Een dag in het hart van het peloton met de Neutrale Materiaalwagen

Door Martin van den Bosch

Wielerliefhebbers zien aan het einde van de wedstrijd het liefst de sterkste renner zegevieren. Het lot beslist soms anders. Om te voorkomen dat pech een doorslaggevende factor wordt, rijden er in het peloton meerdere neutrale materiaalwagens. De blauwe auto’s van het Japanse fietsonderdelenmerk Shimano zijn inmiddels een begrip in de wielerwereld. Wij reden een dagje mee en kregen een blik achter de schermen uit het hart van het peloton.

Extra ondersteuning
Op een gure zaterdagmorgen sluiten we aan tijdens de Tacx Pro Classic, de laatste profkoers van het jaar op Nederlandse bodem. De Zeeuwse wind kan onderweg voor een nerveuze koers zorgen, waardoor de hulp van een neutrale wagen welkom kan zijn. Ploegen en volgers verzamelen zich rond het middaguur voor de start. Omdat iedere ploeg in deze wedstrijd met slechts één teamauto van start gaat, is extra ondersteuning geen overbodige luxe.

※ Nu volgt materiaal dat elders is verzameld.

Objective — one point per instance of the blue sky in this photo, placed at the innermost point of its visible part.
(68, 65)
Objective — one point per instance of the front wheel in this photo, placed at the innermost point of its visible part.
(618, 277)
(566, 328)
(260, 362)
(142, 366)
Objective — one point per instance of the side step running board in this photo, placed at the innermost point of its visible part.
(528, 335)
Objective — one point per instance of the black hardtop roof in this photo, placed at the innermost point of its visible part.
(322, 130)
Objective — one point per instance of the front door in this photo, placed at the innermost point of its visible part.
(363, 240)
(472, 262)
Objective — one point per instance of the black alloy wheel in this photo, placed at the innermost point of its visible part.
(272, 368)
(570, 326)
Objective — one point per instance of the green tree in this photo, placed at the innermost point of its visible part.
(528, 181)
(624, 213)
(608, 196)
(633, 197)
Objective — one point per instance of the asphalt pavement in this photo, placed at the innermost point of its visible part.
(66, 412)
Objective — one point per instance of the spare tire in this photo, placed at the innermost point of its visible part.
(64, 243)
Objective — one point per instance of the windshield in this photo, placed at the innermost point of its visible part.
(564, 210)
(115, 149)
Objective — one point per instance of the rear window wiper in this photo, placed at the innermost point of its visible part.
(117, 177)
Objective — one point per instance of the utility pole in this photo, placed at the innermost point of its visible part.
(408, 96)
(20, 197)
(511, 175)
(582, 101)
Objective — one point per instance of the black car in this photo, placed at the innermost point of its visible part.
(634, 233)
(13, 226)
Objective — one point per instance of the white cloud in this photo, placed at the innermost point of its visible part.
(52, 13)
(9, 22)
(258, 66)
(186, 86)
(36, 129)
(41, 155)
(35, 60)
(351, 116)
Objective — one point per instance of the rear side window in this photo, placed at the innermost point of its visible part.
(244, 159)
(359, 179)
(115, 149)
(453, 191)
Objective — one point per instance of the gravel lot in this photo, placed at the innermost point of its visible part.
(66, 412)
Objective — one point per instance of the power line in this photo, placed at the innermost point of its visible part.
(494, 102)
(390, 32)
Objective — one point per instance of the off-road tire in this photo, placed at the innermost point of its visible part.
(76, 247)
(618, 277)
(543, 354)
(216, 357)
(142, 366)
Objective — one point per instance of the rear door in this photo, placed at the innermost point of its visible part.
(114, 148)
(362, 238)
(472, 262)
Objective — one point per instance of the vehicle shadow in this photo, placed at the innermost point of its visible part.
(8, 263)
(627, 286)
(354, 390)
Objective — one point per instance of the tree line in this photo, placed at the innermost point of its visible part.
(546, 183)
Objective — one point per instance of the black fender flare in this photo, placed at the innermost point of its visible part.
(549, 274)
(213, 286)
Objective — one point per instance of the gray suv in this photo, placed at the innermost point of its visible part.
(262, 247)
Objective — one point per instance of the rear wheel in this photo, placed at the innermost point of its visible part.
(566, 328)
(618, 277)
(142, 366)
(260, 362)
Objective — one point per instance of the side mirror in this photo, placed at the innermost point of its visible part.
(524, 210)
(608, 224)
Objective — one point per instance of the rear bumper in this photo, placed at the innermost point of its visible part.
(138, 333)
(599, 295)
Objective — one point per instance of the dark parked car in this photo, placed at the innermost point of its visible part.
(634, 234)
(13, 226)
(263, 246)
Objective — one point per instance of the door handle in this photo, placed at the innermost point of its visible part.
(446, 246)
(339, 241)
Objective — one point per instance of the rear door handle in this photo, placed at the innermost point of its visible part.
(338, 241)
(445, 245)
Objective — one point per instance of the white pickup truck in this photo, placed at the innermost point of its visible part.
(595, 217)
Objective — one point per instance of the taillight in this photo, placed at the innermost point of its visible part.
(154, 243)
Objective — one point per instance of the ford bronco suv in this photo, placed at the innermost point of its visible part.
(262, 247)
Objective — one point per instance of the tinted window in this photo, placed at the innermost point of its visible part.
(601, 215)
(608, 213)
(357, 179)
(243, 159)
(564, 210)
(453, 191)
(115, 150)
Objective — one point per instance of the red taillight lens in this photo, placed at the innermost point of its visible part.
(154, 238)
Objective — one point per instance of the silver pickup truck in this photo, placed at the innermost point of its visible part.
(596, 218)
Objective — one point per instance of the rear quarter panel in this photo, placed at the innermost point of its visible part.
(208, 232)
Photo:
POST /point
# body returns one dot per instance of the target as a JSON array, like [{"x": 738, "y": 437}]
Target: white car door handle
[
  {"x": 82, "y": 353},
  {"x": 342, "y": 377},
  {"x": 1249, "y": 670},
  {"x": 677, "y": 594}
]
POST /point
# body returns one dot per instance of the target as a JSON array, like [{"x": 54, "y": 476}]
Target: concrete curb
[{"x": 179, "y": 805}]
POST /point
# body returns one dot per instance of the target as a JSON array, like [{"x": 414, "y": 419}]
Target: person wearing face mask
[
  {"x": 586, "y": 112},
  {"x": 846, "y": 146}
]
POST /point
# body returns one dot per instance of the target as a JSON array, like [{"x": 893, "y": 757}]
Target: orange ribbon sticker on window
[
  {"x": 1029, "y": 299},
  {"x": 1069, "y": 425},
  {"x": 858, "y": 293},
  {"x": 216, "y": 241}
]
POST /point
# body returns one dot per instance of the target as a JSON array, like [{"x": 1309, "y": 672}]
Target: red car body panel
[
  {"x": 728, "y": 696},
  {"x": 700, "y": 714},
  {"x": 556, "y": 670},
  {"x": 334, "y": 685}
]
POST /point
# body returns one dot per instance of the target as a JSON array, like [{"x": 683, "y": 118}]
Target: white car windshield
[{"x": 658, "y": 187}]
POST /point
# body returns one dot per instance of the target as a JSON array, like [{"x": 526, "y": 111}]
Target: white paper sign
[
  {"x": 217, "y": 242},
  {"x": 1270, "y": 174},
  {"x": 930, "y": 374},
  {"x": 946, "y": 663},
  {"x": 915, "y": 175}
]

Op het dak van de blauwe Skoda Octavia staan vier fietsen, allemaal afgemonteerd met Shimano Dura Ace. Omdat de renners met verschillende schoenplaatjes rijden, zijn er fietsen met pedalen Shimano SPD, Look en Time beschikbaar. Deze wedstrijd zijn er drie neutrale auto’s in koers, met daarin een chauffeur en een mecanicien. Vandaag rijden we mee met Johan en Marcel.

Wagen vol materiaal
Een blik in de wagen leert ons dat er op het eerste gezicht niet heel veel verschil is met een standaard Octavia. Aan de passagierskant zit een koersradio, waardoor de laatste ontwikkelingen in de wedstrijd gevolgd kunnen worden. Daarnaast is er een extra communicatiesysteem waarmee de neutrale wagens onderling kunnen communiceren. De hoofdsteun van de bijrijdersstoel is weggehaald, zodat mecanicien Marcel makkelijker kan meevolgen wat er op de weg gebeurt. De achterbank en kofferbak liggen vol met voor- en achterwielen, wachtend op het moment om in actie te komen. Mecanicien Marcel zit rechts achterin de wagen omdat renners na materiaalpech altijd aan de rechterkant van de weg moeten stoppen.

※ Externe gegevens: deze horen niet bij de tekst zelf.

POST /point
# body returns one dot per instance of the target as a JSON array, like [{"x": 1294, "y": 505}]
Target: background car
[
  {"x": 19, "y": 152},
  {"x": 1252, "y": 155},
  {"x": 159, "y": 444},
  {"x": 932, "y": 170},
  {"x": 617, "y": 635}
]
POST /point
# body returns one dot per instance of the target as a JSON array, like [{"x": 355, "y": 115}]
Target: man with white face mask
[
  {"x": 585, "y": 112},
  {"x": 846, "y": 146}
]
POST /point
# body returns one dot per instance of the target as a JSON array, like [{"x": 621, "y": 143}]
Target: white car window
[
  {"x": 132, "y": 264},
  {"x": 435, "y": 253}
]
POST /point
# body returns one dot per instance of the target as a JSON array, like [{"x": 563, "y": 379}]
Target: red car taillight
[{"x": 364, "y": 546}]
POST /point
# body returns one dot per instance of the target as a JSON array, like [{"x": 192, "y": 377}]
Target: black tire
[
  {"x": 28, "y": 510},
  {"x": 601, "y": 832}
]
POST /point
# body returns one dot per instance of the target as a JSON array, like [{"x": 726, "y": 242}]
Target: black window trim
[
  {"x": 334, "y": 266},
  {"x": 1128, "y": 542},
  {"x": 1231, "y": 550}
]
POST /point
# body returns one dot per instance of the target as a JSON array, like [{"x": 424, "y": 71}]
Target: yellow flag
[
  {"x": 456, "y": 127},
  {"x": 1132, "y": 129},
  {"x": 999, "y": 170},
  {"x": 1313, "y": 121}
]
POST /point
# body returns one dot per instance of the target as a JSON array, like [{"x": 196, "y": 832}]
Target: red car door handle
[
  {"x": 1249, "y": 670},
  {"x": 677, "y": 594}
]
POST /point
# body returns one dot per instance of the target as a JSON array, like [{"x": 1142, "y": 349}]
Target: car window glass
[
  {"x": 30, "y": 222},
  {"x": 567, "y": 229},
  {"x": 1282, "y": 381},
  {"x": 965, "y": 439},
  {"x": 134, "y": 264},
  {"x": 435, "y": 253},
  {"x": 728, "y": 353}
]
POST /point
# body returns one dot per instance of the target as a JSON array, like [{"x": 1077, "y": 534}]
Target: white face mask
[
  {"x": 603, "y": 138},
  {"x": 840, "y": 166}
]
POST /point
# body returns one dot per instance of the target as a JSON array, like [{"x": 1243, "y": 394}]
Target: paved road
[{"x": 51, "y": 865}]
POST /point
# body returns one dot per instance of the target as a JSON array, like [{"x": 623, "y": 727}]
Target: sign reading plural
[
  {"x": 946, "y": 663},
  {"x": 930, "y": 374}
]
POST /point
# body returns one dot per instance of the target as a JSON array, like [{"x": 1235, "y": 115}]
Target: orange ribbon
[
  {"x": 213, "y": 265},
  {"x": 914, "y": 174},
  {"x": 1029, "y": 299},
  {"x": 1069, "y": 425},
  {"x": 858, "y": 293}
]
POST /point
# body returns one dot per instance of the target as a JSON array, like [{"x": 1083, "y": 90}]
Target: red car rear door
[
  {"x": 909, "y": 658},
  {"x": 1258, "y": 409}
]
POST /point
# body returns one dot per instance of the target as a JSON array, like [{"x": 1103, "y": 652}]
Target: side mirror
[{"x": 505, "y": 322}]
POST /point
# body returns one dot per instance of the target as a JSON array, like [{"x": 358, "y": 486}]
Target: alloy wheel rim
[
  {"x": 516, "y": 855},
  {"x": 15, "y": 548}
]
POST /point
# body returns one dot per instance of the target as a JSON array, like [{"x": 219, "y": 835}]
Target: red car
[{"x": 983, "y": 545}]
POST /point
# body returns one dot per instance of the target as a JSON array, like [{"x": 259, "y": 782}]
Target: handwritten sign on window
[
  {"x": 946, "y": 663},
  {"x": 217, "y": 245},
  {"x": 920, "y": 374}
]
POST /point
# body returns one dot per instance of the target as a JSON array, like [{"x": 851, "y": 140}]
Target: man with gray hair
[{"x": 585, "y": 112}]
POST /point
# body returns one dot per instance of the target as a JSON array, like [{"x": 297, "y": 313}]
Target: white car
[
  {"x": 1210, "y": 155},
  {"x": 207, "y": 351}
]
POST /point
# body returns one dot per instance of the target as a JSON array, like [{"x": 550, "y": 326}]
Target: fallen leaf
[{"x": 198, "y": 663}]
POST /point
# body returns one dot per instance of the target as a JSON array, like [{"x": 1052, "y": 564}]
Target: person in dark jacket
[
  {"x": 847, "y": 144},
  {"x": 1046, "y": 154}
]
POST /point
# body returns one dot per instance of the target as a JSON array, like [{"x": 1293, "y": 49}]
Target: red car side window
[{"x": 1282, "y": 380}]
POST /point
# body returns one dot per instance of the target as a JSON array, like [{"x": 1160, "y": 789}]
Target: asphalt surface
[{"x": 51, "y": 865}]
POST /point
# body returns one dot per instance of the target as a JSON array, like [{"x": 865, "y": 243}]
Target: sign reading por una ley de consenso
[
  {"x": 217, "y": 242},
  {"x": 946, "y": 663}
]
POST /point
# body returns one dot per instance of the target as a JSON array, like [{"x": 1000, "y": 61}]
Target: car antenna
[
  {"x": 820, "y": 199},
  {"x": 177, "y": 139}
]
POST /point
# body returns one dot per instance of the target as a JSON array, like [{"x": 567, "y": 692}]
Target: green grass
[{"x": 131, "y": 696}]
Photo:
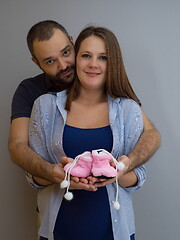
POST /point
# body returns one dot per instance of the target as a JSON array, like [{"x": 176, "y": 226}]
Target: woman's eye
[
  {"x": 104, "y": 58},
  {"x": 66, "y": 53},
  {"x": 50, "y": 62},
  {"x": 85, "y": 55}
]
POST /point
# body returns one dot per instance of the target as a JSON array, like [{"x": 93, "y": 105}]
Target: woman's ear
[{"x": 71, "y": 40}]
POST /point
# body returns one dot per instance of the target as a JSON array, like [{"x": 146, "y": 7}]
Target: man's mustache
[{"x": 64, "y": 70}]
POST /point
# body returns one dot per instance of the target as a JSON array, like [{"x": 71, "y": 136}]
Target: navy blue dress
[{"x": 87, "y": 216}]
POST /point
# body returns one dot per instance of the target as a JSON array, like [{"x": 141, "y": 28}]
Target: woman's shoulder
[{"x": 125, "y": 102}]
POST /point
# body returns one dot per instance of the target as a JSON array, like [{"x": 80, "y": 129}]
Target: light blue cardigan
[{"x": 45, "y": 138}]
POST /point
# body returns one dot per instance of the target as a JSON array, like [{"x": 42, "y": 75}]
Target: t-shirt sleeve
[{"x": 21, "y": 103}]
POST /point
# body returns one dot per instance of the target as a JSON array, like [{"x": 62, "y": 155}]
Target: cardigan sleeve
[
  {"x": 133, "y": 130},
  {"x": 37, "y": 137}
]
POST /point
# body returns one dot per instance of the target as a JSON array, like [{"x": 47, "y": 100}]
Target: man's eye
[
  {"x": 49, "y": 62},
  {"x": 85, "y": 55},
  {"x": 104, "y": 58},
  {"x": 66, "y": 53}
]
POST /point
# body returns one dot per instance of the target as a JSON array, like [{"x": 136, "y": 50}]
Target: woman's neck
[{"x": 92, "y": 97}]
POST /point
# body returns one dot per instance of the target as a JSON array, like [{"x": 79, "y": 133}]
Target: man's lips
[
  {"x": 67, "y": 73},
  {"x": 92, "y": 74}
]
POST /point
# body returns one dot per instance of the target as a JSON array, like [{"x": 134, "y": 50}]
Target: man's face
[{"x": 56, "y": 57}]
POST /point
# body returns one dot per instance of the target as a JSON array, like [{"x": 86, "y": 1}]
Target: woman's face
[{"x": 91, "y": 63}]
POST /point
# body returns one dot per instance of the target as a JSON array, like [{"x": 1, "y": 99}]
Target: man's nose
[{"x": 61, "y": 64}]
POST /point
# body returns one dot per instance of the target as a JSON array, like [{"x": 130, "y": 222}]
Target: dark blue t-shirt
[{"x": 88, "y": 215}]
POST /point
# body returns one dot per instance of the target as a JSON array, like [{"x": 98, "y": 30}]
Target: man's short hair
[{"x": 41, "y": 31}]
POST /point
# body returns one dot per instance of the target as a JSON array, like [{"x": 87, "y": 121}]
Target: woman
[{"x": 100, "y": 110}]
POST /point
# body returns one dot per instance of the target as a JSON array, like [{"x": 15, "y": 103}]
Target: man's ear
[
  {"x": 71, "y": 40},
  {"x": 35, "y": 61}
]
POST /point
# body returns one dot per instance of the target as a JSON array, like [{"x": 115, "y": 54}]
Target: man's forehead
[{"x": 56, "y": 44}]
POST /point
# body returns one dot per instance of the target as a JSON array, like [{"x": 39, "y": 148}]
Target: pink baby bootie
[
  {"x": 101, "y": 166},
  {"x": 81, "y": 166}
]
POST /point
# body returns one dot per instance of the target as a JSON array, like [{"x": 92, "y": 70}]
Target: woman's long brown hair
[{"x": 117, "y": 83}]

Na het startschot begint de koers met een periode van neutralisatie, waarin de karavaan in een slakkengangetje de stad uitrijdt. Wanneer de wedstrijd straks losbarst, positioneert één auto zich direct achter de kopgroep. Daarnaast rijdt er nog een tweede auto voor het peloton, die achter een eventuele tweede groep zal komen te rijden. De derde wagen rijdt achter het peloton komt in actie als de wegen smaller worden en/of peloton gaat breken.

Kennersoog
Na de officiële start ontstaat er op weg naar Vlissingen al snel een kopgroepje. Wanneer het verschil meer dan dertig seconden is, zet Johan de wagen in de berm om de leiders voorbij te laten rijden. Eenmaal gepasseerd, nestelt de auto zich pal achter de kopgroep. De blik van Marcel richt zich direct op de fietsen van de renners. ‘Drie keer disc’ klinkt het vanaf de achterbank, waarna hij begint te schuiven met wielen. Mocht er iets gebeuren, dan heeft hij het juiste wiel direct bij de hand.

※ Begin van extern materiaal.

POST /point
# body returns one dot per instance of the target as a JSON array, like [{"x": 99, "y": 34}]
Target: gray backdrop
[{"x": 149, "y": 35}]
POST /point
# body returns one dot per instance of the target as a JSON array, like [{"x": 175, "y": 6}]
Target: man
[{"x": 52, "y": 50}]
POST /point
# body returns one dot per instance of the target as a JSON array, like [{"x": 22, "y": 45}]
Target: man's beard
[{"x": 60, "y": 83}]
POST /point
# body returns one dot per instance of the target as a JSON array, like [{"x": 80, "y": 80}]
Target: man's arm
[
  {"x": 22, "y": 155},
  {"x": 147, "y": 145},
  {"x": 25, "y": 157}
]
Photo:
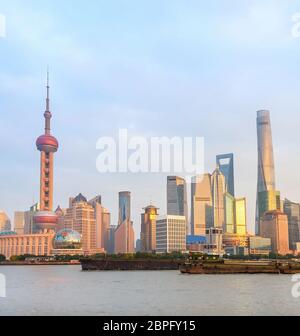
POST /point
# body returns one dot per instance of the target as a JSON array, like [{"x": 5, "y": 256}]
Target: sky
[{"x": 158, "y": 68}]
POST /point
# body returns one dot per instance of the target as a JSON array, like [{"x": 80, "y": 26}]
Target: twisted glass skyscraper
[{"x": 266, "y": 174}]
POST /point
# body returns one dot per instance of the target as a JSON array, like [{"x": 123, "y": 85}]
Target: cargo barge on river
[
  {"x": 90, "y": 264},
  {"x": 239, "y": 267}
]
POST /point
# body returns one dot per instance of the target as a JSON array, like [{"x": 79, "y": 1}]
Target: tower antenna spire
[{"x": 48, "y": 87}]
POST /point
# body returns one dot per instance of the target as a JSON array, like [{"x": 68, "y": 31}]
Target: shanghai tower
[{"x": 266, "y": 174}]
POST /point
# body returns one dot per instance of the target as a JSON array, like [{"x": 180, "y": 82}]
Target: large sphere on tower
[
  {"x": 47, "y": 143},
  {"x": 45, "y": 220}
]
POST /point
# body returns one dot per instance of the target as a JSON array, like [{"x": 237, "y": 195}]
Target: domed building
[{"x": 67, "y": 241}]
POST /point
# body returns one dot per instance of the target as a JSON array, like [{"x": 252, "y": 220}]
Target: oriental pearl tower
[{"x": 46, "y": 219}]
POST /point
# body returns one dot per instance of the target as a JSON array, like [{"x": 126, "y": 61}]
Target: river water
[{"x": 66, "y": 290}]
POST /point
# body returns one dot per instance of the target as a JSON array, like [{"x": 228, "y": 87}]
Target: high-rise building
[
  {"x": 292, "y": 210},
  {"x": 177, "y": 197},
  {"x": 19, "y": 222},
  {"x": 274, "y": 225},
  {"x": 218, "y": 187},
  {"x": 47, "y": 145},
  {"x": 226, "y": 165},
  {"x": 102, "y": 217},
  {"x": 259, "y": 245},
  {"x": 148, "y": 229},
  {"x": 265, "y": 173},
  {"x": 124, "y": 233},
  {"x": 171, "y": 234},
  {"x": 214, "y": 242},
  {"x": 201, "y": 205},
  {"x": 235, "y": 215},
  {"x": 80, "y": 217},
  {"x": 240, "y": 216},
  {"x": 268, "y": 200},
  {"x": 111, "y": 241},
  {"x": 5, "y": 224}
]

Het peloton vindt het prima en geeft de vluchters de ruimte. Er breekt een rustige periode aan. Het biedt ons de kans om de passagiers beter te leren kennen. Zowel Johan als Marcel zijn ‘ingerold’ in het project dat ooit opgestart is door Cees Priem. De voormalig Raleigh-renner en ploegleider van TVM begon met de neutrale service eind jaren ’90 en vroeg later zijn oud-ploeggenoot Ko Blok te helpen met de coördinatie. Streekgenoten Johan en Marcel werden door hem gevraagd om eens te kijken of het iets voor hen was. Ze waren al snel verkocht en hebben inmiddels beiden een licentie voor het besturen van een auto in het peloton.

Het is voor de mannen geen full-time baan. “Ik werkt hiernaast nog als vrachtwagenchauffeur”, licht Marcel toe. “Toch ben ik dit jaar al meer dan vijftig dagen onderweg geweest en heb ik meegereden in koersen van Australië tot China”, zegt hij trots. De auto’s zijn bij meerdere wedstrijden te vinden. In grote koersen als de Ronde van Vlaanderen of het WK zelfs met vier stuks of meer, plus nog eens twee motoren. Medewerkers die er hun beroep van hebben gemaakt, kunnen in een jaar wel tot 140 dagen op pad zijn.

Bevoorrading vanuit de wagen
Onderweg leren we dat de neutrale service naast pechhulp, ook ondersteunt bij de bevoorrading. Vanuit de ploegleiderswagen van een van de ploegen geeft een verzorger door het raam repen en gelletjes door. Even later meldt een renner van de ploeg zich bij het achterraam van de auto, waarna de voeding wordt doorgegeven. Marcel wordt vriendelijk bedankt, waarna de renner weer aansluit bij zijn medevluchters. “In het begin denk je nog wel eens ‘daar rijdt Peter Sagan’, maar na verloop van tijd wordt het de normaalste zaak van de wereld dat je tussen de grote namen rijdt. Over het algemeen is iedereen heel vriendelijk en gedragen de renners zich net als jij en ik”, legt Marcel uit.

In de Zeeuwse regen is er niet veel vraag naar extra bevoorrading, maar dat is wel eens anders. “In de Tour Down Under waren de bidons niet aan te slepen”, herinnert Marcel zich. “Het was toen tegen de veertig graden. Er zaten op een dag renners van acht verschillende ploegen in de kopgroep, waardoor we in de koelbox ook acht verschillende bidons hadden. Het water was toen niet aan te slepen.”

Bijzonder inkijkje
Wanneer in de finale de kopgroep dreigt te worden ingelopen, wordt onze wagen door de jury weer naar voren gedirigeerd. Als een volleerd rallyrijder gidst Johan, onder goedkeurend oog van de politiemotoren, de auto in een sneltreinvaart over de smalle Zeeuwse dijkjes. “Dit is inderdaad wel een van de mooie dingen aan zo’n dag achter het stuur”, bekent hij lachend.

Marcel hoeft ondanks het slechte weer onderweg niet de wagen uit om een lekke band te vervangen. “Dat gebeurt tegenwoordig steeds minder. Doordat de renners met een soort gel in de banden rijden, wordt er veel minder lek gereden dan vroeger,” legt hij uit.

In de slotfase zien we niet veel meer van de wedstrijd, maar onderweg hebben we mooi inkijkje gekregen van hoe het er aan toegaat in een peloton. Dat is voor Johan ook een belangrijke reden om dit werk te doen. “Je kan een wedstrijd vanaf de bank volgen, maar op deze manier kom je er wel heel dichtbij. Dat maakt het toch wel bijzonder.”